Anyone who has been a child at any point in the past four decades has, knowingly or not, appreciated the work of Michael Humphries. From small-screen stalwarts like “The Jetsons,” “SuperFriends,” “Scooby-Doo” and “Smurfs” to big-screen beauties like “The Lion King” and “Who Framed Roger Rabbit?,” the handiwork of Humphries has always been in the background — literally.
“I'm basically a landscape painter,” he says. “That's what I’ve done since I was a kid of probably 11 years old.” This weekend, he'll be showing off his skills in a more traditional fashion in “Heart and Soul,” an exhibition of paintings at his La Cañada gallery — where his work hangs alongside those of local artist Trish Kertes. (“She's more of an impressionist,” he says.)

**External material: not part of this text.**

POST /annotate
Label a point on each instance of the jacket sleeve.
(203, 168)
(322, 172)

It doesn't come as a surprise that many of his originals look like backdrops just waiting for characters to walk through, be they trees in winter or wooden houses bathed in early sunshine. Though they're considerably more realistic than, say, the Smurf village, the artist likes to use his imagination to enhance the imagery: “[Joseph Mallord William] Turner, the great landscape painter in the 19th century, somebody said to him, 'I've never seen a sky like that,' and his response was, 'But don't you wish you could?' So a lot of it is what you can make up, and people can imagine themselves in.”